Bode presents a trenchant critique of the supposed close / distant divide. She argues that both “distant reading” (as exemplified by Moretti/Jockers) and New Criticism’s “close reading” draw from the same poisoned root: the idea that texts are commensurable across and between different periods and cultural situations. One could take issue with Bode’s use of Moretti and Jockers as stand-ins for the diverse field of computational literary study. I’m more interested, though, in the second half of her paper.
There, she describes one path to rectifying this issue: well-documented and shared critical datasets that detail their history of construction, and precise types of works included (and excluded) from them. She singles out for praise the HathiTrust corpus for literary fiction, but suggests that it does not go far enough in describing the relationship between the dataset as it exists, and the historical “literary system” that produced the texts it contains. What is required, Bode argues, is an approach to corpus construction similar to the genre of the scholarly edition, which is uniquely sensitive to publication histories, revised editions, and the like, and which is understood by its readers/users as a scholarly argument in its own right:
The curated data set for a scholarly edition of a literary system is intended not as raw data.
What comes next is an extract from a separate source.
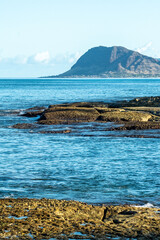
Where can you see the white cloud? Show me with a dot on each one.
(144, 48)
(42, 57)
Rather, with its associated introduction and apparatus, it constitutes a historically contextualized model of literary-historical events and connections, and an interpretive intermediary between increasingly complex, digital disciplinary infrastructure and the requirements of literary-historical analysis.
A raft of these literary datasets might provide a more solid foundation for what she terms “data-rich” history (a term I rather like!)
Bode’s approach to historical datasets as critical editions is a useful reminder (albeit one in a field now quite full of them) that dataset construction is an historical argument. However, her argument ends before grappling with the problem of recombination and commensurability. Bode does not discuss the mechanics of cross-dataset analysis and argumentation under this framework of critical data editions. Her argument largely describes the critical data corpus as a standalone entity that functions only within its own context:
For other researchers, including those currently using mass-digitized collections to locate particular authors and works in the historical contexts in which they operated, a scholarly edition of a literary system will provide a carefully, consistently, and explicitly historicized digital collection for this task. For researchers interested in analyzing large-scale trends in the publication, circulation, and reception of literary works, such an edition will provide a rigorously constructed and explained “shared” data set that could be analyzed and “combined in more ways that one” (Moretti 2005: 5).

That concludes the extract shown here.